THE BOROUGH has a lower rate of childhood deaths than surrounding authorities, a new report has revealed.

Wigan has repeatedly showed significantly lower rates of child mortality than its partner authorities in Bolton and Salford, according to the figures complied by the Child Death Overview Panel (CDOP).

There were 21 child deaths in Wigan in 2010/11, a slight rise from the previous year but well down on the 29 recorded in 2008/9.

In comparison, there were 26 deaths in both Salford and Bolton in 2010/11, with Wigan also showing the lowest rates of the three authorities in 2009/10 and 2008/9.

The CDOP’s figures cover the deaths of children and young people from birth to the age of 18, including neonatal deaths of babies aged up to four weeks but excluding stillbirths.

The CDOP in Wigan has given special attention to the issue of infant sleeping deaths, including launching a three-year safe sleeping campaign last year.

The campaign aims to reduce cases of Sudden Infant Death Syndrome (SIDS) by informing people about the risks of having young babies sleeping in bed with them, increasing training for midwives and other health professionals, and prominent marketing campaigns to ensure the message about safe sleeping is heard across the borough.

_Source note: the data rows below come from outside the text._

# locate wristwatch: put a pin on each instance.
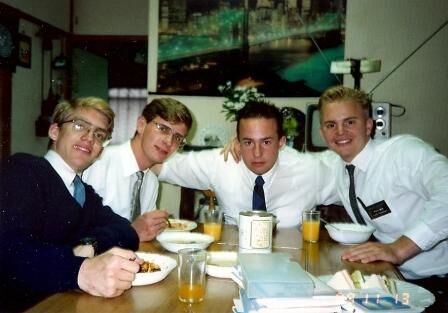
(90, 241)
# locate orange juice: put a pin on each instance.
(191, 293)
(310, 230)
(213, 229)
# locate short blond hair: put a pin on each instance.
(64, 109)
(338, 93)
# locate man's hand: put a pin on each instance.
(233, 147)
(397, 252)
(150, 224)
(109, 274)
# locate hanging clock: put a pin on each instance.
(8, 42)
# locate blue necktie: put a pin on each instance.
(352, 194)
(80, 192)
(258, 201)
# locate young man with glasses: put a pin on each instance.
(121, 174)
(47, 214)
(292, 181)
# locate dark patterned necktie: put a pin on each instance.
(80, 192)
(352, 195)
(258, 201)
(135, 201)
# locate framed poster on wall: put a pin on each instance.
(285, 46)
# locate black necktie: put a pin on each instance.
(135, 201)
(352, 195)
(80, 192)
(258, 202)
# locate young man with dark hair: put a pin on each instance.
(290, 181)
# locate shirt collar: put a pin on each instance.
(362, 160)
(66, 173)
(267, 177)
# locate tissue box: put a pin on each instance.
(274, 276)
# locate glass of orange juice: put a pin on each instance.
(191, 275)
(310, 225)
(213, 223)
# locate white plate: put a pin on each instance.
(181, 225)
(166, 264)
(417, 296)
(221, 263)
(174, 241)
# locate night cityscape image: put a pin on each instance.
(285, 46)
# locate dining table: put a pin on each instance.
(320, 258)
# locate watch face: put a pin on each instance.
(6, 42)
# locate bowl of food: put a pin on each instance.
(155, 267)
(175, 241)
(180, 225)
(349, 233)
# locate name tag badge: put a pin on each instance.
(378, 209)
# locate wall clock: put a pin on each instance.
(8, 42)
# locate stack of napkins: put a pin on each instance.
(271, 283)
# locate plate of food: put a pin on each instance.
(154, 268)
(175, 241)
(221, 263)
(180, 225)
(359, 285)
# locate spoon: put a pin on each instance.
(329, 224)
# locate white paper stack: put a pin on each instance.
(271, 283)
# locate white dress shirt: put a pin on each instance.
(63, 169)
(113, 176)
(296, 182)
(412, 178)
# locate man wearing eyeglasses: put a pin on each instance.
(47, 215)
(121, 174)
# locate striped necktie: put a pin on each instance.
(80, 192)
(352, 195)
(258, 201)
(135, 202)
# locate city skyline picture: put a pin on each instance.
(283, 47)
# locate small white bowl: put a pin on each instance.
(349, 233)
(175, 241)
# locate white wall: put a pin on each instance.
(380, 29)
(27, 91)
(53, 12)
(390, 31)
(111, 17)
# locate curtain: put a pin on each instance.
(127, 104)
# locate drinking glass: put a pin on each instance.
(213, 223)
(191, 275)
(310, 225)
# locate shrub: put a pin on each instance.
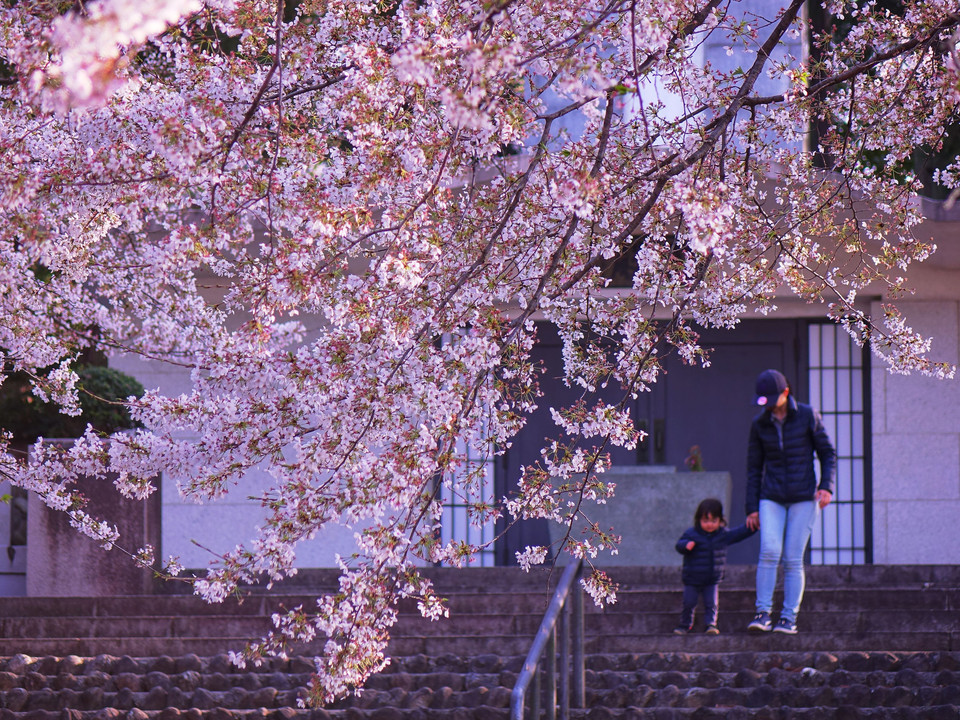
(27, 417)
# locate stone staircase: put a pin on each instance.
(874, 642)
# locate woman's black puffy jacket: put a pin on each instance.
(781, 468)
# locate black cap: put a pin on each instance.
(770, 384)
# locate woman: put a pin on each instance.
(783, 495)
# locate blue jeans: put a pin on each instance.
(784, 533)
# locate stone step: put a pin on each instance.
(670, 685)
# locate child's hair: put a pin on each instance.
(710, 506)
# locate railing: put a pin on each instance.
(571, 671)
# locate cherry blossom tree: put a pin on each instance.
(342, 218)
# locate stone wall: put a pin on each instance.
(916, 449)
(650, 510)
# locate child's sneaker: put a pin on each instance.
(761, 622)
(785, 626)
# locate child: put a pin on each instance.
(704, 550)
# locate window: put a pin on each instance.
(838, 380)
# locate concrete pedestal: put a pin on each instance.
(63, 563)
(650, 509)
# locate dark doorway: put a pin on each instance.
(708, 407)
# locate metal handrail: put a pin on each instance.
(545, 639)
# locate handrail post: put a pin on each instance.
(546, 633)
(578, 680)
(550, 675)
(564, 674)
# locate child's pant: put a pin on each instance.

WSCB will also second two more part-time staff to support extra training for health staff, after councillors registered concern that not all staff working with babies were receiving the highest levels of training.

Ms Woolmore said: “The fact that some of our staff are not reaching Level 3 training has been highlighted as a very significant concern.

“People haven’t been accessing the training due to the pressures of work and having to be released from their day jobs to attend, so we need to make a concerted effort to ensure that is being done.

“Ofsted and the Care Quality Commission are also interested in this issue now, so that gives us extra leverage to ensure training is delivered.”